Elle commence à vieillir, même si elle continue à avoir l’air d’une gamine. Ce n’est peut-être qu’avec ce film qu’elle s’est vraiment rendu compte, pour la première fois aussi clairement, qu’elle avait été une défricheuse, très solitaire, en quelque sorte, le "patient zéro" comme l’a qualifiée très justement une chroniqueuse (3). Et aussi que son travail nombrilique était d’utilité publique. "Le mélange du personnel et du social est très difficile à faire prendre et à exprimer", avouait-elle à Tobie Nathan (4). Pour les viols, et à plus forte raison pour l’inceste (5), tous ces crimes de pouvoir, il n’y a pas que les victimes et leurs prédateurs, qui sont concernés, il y a aussi tous les proches, tous les muets, tous les complices. C’est valable pour tous les cas de figure qui nous apparaissent peu à peu, dans notre société en mutation, que ce soit la mère de la jeune fille américaine envoyée à la soirée de Roman Polanski en 1977, ou la famille de Judith Godrèche. Christine Angot n’est plus seule, même si sa voix demeure unique (6).
Une famille est son premier film. C’est du Christine Angot pur jus, première pression à froid. Il n’est facile à comprendre que pour qui connaît son histoire. Si elle a été insupportable, répétitive, voire confuse parfois, elle aura été surtout admirablement persévérante. Dans la séquence finale avec sa fille, Léonore lui dit une phrase toute simple : "Je suis désolée de ce qui t’est arrivé". Leur explication sonne juste, réalisée à vif, comme la première scène du film, sans plans de coupe. Elle dira que c’est la première fois qu’on l’a regardée, et reconnue, elle et son fardeau. Il est possible qu’avec ce film lucide et violent, mal fichu, elle soit parvenue à crever l’abcès. Cela pourrait être aussi son dernier film, le travail personnel et le travail social ayant été, enfin, accomplis. Elle pourrait alors retourner à une écriture délivrée.
Anne Vignaux-Laurent
Jeune Cinéma en ligne directe
1. Le premier roman de Christine Angot, Vu du ciel, est paru chez Gallimard en 1990.

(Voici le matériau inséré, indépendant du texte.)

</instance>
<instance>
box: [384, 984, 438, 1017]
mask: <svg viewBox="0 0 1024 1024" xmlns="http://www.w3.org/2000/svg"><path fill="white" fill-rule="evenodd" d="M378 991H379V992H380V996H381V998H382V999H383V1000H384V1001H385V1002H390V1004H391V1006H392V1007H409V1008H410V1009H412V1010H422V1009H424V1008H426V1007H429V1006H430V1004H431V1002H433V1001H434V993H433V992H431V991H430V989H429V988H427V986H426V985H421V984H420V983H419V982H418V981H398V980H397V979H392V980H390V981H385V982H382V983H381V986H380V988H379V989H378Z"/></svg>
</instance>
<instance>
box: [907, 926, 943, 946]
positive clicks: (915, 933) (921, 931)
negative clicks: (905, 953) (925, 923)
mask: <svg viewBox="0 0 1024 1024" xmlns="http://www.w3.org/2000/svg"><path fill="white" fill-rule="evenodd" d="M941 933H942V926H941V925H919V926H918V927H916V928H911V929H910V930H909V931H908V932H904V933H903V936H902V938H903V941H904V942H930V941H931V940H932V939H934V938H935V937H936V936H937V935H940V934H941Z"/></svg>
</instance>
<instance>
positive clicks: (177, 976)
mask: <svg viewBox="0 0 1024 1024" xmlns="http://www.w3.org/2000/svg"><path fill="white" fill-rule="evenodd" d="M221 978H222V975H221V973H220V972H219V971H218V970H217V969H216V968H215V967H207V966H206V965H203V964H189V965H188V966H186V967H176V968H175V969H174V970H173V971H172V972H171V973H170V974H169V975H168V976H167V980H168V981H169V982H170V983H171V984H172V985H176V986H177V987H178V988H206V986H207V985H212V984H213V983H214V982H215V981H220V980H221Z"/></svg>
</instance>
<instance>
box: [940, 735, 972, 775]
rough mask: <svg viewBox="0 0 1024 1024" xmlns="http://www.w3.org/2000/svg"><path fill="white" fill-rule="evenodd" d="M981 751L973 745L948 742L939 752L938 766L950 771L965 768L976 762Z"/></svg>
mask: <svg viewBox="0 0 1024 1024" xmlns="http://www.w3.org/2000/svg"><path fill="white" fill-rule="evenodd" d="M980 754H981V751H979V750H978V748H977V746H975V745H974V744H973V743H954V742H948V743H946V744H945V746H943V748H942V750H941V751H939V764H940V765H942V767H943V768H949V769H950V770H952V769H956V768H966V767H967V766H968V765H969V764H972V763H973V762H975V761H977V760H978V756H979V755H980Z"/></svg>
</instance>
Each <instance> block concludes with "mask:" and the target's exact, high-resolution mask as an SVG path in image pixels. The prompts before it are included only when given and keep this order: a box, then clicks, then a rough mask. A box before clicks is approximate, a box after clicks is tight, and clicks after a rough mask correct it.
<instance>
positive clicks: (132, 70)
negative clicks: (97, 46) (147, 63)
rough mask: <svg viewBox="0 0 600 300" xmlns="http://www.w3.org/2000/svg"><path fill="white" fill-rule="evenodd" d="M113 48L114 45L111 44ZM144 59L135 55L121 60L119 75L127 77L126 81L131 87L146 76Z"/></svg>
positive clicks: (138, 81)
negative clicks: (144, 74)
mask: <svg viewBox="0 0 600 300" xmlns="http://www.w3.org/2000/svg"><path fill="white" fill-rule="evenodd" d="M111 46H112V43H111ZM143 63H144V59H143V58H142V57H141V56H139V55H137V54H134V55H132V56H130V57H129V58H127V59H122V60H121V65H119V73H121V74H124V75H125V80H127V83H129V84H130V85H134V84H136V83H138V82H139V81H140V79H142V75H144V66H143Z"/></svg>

2. Selon l’expression de Tobie Nathan.
3. Léa Salamé sur France Inter, 14 mars 2024
4. "Christine Angot en consultation avec Tobie Nathan", 26 décembre 2023.
5. L’inceste, sujet anthropologique, philosophique et juridique, a une longue histoire, dans le monde et en France, où il n’est devenu un crime à part entière qu’en 2016.
6. Depuis 25 ans, notre société a changé, et ce que Christine Angot a commencé à dire et répéter à la fin du dernier siècle dernier était, alors, presque inaudible. Le mouvement #Metoo, initié en 2007, a éclaté en 2017 avec l’Affaire Weintein. Le Consentement de Vanessa Springora a paru en janvier 2020 chez Grasset. Le livre a été adapté au cinéma : Le Consentement de Vanessa Filho en 2023, une adaptation contestée par Christine Angot. La Familia grande de Camille Kouchner a paru en 2021 au Seuil.
Une famille. Réal, sc : Christine Angot ; ph : Caroline Champetier, Inês Tagarin & Hugo Martin ; mont : Pauline Gaillard (France, 2023, 82 mn). Documentaire.